What's the difference between the index, cached, and staged in git?
GitGit Problem Overview
Are these the same thing? If so, why are there so many terms?!
Also, I know there is this thing called git stash, which is a place where you can temporarily store changes to your working copy without committing them to the repo. I find this tool really useful, but again, the name is very similar to a bunch of other concepts in git -> this is very confusing!!
Git Solutions
Solution 1 - Git
The index/stage/cache are the same thing - as for why so many terms, I think that index was the 'original' term, but people found it confusing, so the other terms were introduced. And I agree that it makes things a bit confusing sometimes at first.
The stash
facility of git is a way to store 'in-progress' work that you don't want to commit right now in a commit object that gets stored in a particular stash directory/database). The basic stash
command will store uncommitted changes made to the working directory (both cached/staged and uncached/unstaged changes) and will then revert the working directory to HEAD.

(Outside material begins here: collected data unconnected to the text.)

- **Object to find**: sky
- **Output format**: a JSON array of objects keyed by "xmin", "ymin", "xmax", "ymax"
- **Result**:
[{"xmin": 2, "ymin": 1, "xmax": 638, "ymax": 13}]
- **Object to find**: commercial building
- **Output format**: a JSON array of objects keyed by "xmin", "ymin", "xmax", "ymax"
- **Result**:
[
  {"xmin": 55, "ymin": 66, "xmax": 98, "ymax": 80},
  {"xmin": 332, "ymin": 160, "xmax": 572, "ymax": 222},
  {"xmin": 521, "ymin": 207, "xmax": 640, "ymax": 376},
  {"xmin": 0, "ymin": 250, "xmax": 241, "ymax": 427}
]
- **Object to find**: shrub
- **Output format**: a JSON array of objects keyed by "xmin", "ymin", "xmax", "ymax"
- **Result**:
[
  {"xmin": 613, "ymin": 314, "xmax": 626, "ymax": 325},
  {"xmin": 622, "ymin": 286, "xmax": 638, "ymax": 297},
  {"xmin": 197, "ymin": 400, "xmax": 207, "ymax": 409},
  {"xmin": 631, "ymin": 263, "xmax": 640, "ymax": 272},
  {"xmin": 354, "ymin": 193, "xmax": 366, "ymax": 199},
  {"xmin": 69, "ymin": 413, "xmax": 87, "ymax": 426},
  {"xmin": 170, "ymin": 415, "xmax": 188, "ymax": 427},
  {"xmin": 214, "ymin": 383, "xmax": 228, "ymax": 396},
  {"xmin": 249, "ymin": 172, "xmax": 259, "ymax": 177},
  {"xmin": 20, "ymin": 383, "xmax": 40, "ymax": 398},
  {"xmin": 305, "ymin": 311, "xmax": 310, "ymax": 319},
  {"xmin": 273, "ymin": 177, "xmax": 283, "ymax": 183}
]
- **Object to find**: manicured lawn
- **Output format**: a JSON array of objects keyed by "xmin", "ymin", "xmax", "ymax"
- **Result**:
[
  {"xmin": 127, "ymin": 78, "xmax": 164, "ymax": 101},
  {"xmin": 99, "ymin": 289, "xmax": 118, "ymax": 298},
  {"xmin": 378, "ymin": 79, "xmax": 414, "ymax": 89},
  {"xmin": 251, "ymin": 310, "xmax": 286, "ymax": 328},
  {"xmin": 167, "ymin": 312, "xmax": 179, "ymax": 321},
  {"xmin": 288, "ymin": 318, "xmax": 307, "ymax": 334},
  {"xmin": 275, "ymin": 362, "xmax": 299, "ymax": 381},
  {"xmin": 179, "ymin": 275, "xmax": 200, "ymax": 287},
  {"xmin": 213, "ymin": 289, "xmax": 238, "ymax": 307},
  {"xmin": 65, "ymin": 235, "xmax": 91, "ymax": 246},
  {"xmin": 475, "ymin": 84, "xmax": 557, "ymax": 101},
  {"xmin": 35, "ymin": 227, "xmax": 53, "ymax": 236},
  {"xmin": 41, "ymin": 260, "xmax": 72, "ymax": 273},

It's not really related to the index/stage/cache except that it'll store away uncommitted changes that are in the cache.
This lets you quickly save the state of a dirty working directory and index so you can perform different work in a clean environment. Later you can get back the information in the stash object and apply it to your working directory (even if the working directory itself is in a different state).
The official git stash
manpage has pretty good detail, while remaining understandable. It also has good examples of scenarios of how stash
might be used.
Solution 2 - Git
It's very confusing indeed. The 3 terms are used interchangeably. Here's my take on why it's called each of those things. The git index is:
- a binary file
.git/index
that is an index of all the tracked files - used as a staging area for commits
- contains cached SHA1 hashes for the files (speeds up performance)
An important note is that the index/cache/stage contains a list of ALL files under source control, even unchanged ones. Unfortunately, phrases like "add a file to the index" or "file is staged to the index" can misleadingly imply that the index only contains changed files.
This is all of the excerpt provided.